His Bears would eventually lose that game 24-23, and Mack would go on to compile mostly productive statistical totals over the next four seasons while making three Pro Bowls and never winning a playoff game in Chicago.
What's left are some draft picks and some cap space, lots of 52s hanging in closets around town and distant memories of a time when expectations were a real thing, when a Bears general manager could double down on his bold move for a quarterback by paying a dear price for a generational pass rusher and declaring himself "all in" for a run at a championship.
Now Mack is gone in a trade to the Chargers, Mitchell Trubisky is looking for work and Ryan Pace is a faceless front office factotum in Atlanta, the three of them quite all out.
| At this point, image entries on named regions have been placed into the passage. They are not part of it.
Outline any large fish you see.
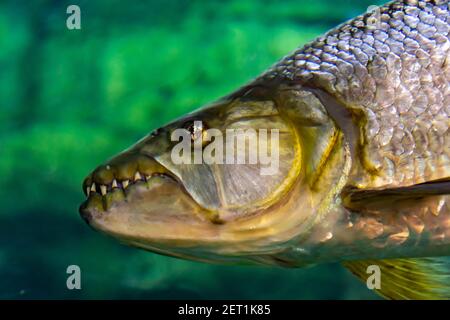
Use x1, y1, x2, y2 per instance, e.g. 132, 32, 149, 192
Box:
80, 0, 450, 299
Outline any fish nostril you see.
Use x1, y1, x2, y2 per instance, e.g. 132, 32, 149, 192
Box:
92, 164, 116, 185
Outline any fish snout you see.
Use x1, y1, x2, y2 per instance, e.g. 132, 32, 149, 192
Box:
83, 153, 174, 197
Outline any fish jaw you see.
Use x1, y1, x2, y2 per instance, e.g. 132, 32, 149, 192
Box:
80, 89, 348, 265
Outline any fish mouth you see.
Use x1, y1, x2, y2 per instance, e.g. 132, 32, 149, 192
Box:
79, 153, 183, 224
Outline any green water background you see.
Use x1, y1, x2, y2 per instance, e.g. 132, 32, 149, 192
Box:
0, 0, 382, 299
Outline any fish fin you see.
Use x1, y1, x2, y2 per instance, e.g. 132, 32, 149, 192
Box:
343, 178, 450, 208
343, 257, 450, 300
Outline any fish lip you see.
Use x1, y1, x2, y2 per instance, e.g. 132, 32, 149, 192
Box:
78, 173, 179, 208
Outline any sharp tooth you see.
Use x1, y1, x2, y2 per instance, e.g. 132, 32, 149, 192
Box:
134, 171, 142, 181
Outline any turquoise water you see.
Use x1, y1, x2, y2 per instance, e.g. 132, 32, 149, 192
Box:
0, 0, 381, 299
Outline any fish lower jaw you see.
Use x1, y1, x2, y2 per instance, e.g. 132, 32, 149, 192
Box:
84, 171, 174, 198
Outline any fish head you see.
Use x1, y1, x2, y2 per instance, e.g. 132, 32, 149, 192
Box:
80, 84, 348, 263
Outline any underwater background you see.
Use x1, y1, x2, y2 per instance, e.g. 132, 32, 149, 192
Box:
0, 0, 384, 299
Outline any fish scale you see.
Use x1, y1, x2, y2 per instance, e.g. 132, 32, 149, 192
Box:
257, 0, 450, 188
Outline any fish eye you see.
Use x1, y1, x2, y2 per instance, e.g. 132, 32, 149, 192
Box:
185, 120, 207, 141
184, 120, 209, 147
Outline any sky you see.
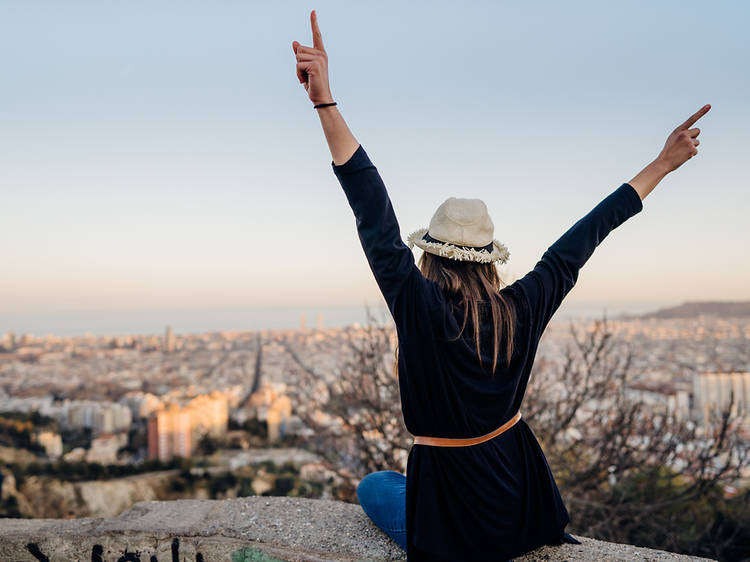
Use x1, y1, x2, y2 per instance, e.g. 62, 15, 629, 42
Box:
0, 0, 750, 317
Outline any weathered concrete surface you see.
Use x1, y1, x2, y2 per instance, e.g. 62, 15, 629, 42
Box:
0, 496, 706, 562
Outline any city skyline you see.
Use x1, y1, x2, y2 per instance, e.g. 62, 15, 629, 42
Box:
0, 2, 750, 320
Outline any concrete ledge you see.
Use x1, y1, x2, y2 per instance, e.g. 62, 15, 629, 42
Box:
0, 496, 708, 562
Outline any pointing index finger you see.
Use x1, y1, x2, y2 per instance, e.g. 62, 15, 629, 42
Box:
310, 10, 325, 51
677, 103, 711, 130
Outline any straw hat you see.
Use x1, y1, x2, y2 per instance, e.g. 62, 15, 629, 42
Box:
406, 197, 510, 263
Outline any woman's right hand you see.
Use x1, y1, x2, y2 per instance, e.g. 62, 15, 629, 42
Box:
292, 10, 333, 104
657, 104, 711, 172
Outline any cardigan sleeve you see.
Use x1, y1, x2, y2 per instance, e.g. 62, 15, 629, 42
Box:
514, 183, 643, 338
331, 144, 444, 330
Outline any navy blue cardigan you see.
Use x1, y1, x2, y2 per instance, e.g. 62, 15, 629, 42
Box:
331, 145, 643, 560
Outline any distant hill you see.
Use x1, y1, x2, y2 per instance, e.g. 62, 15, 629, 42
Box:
631, 301, 750, 319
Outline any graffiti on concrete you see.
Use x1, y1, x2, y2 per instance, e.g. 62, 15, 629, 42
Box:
26, 538, 282, 562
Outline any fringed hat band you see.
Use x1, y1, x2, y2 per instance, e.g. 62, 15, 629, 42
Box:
422, 232, 495, 252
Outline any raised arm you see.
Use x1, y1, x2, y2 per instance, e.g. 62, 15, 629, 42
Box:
292, 11, 438, 328
514, 105, 711, 337
292, 10, 359, 166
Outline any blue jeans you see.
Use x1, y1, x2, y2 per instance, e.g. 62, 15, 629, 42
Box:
357, 470, 406, 550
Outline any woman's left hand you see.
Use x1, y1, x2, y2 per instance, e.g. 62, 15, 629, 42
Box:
292, 10, 333, 104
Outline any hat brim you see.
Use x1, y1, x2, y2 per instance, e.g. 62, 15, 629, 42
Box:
406, 228, 510, 263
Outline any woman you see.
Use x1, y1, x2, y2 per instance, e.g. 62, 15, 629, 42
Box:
292, 11, 710, 560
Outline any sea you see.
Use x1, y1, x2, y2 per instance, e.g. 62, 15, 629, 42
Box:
0, 303, 658, 337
It's a rebuild, make no mistake.
The 2022 second-round draft pick and 2023 sixth-rounder was less of a return from the Chargers than new Bears general manager Ryan Poles would likely have received had he offered to assume a portion of the remaining money owed to Mack -- one of the aspects that allows us to question what such a move still portends and what it says about his early assessments of the overall work to be done.
One interpretation is that he wants the flexibility to bolster second-year quarterback Justin Fields right away, using the valuable pick and/or the available dollars on someone to either protect him or get open for him in a way that fortifies his confidence and accelerates his development toward whatever the previous regime had defined as his projected level.
The other possibility is that Poles is willing to embark upon a broader teardown effort that runs concurrently with at least another two years of Fields' cost-efficient rookie deal, a sign that he may not be held in the same esteem by those inheriting him as he was by their predecessors.
It's likely to be neither absolute, though, instead the result of a reasonable and dispassionate conclusion that the Bears' distance from contention and lack of resources requires some undoing before more doing on any schedule.
Mack wasn't going to be a part of the next really good Bears team, in other words. If you want to start applying that test to other veterans who may have market value, it may not be a bad idea. This roster needs work.
It's still a shock to the system when it actually happens, however, the cold recognition of disappointment over what Mack and the Bears never were, the fault of both mismanagement and the inexorable grind of injury.
Everything was so promising, once, never more so than after just one half on that one night that seems forever ago.